Second, before weighing in on the Tsarnaev case, it’s important to realize that there will be a lengthy appeals process before Tsarnaev is eventually executed. This exemplifies the American system. You should believe that his attorneys will leave no stone unturned in order to get Tsarnaev a new trial and exonerated. Realistically, it has seemed like the trial proceeded in an orderly and proper fashion, so I would doubt that any of Tsarnaev’s appeals would come to any fruit. However, the power of the system means that Tsarnaev will get at least a few more years on Earth.

Regarding the death penalty, I actually do not support the practice in the context of average criminals or murderers. The reason why I depart from this belief with regards to Tsarnaev is a reality of political philosophy rather than morality.

Incarceration is the appropriate remedy for most individuals who are found to have heinously or egregiously violated the rights of other individuals. Permanent incapacitation can be achieved through either incarceration or execution. This is where normal morality comes into play. There is no need to execute someone whose capacity to commit further acts has been permanently stopped.

Now, the crime of Tsarnaev is not the same as the run-of-the-mill murderer. Rather, Tsarnaev and his brother were consciously taking action against, not specifically the runners of the Boston Marathon or the City of Boston or whatever institution put on the Marathon, but rather against the United States and its values and customs.

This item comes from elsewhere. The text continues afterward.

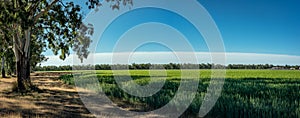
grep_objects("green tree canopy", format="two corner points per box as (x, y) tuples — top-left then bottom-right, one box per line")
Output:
(0, 0), (132, 92)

Whether truly “jihadis” or merely twisted sociopaths, the Tsarnaev brothers undertook acts of terror against the United States.

Certainly if someone breaks into your home with the intent of harming you or your family, you have the right to take any action, including lethal action, in order to protect yourself or your loved ones.

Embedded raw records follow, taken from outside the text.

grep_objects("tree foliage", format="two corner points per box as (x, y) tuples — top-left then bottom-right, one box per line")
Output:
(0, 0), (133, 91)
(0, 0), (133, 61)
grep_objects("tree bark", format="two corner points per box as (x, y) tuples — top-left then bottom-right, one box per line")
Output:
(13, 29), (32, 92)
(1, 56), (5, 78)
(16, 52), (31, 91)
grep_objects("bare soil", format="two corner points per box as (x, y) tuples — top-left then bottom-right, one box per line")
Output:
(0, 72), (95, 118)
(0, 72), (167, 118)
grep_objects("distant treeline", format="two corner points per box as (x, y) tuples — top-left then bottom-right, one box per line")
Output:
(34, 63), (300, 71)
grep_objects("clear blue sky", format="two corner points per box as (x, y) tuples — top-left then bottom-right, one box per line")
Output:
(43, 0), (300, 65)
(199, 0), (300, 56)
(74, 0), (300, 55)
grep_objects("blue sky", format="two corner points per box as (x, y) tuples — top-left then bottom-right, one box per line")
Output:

The same principle must apply in this situation. Tsarnaev acted in a way that was against the United States as an entity. The State must reserve the ultimate sanction for occasions where it is warranted. These occasions should be rare and limited to acts of treason, desertion, or terrorism. Each of these crimes is directed against the well-being and life of the State. Thus, the State, in the interest of its preservation, has the right, by nature, to take lethal action to guard itself.

To those of you reading this and thinking that this is philosophical line-walking in order to justify state-sanctioned murder, I counter that Tsarnaev was given a full trial with competent defense. Tsarnaev was not railroaded and was found guilty of his crimes and was sentenced by a jury of his peers. This was not a show trial nor is it a summary execution. The State is promoting justice in the manifestation of self-preservation. In this case, the death penalty is appropriate as a sanction.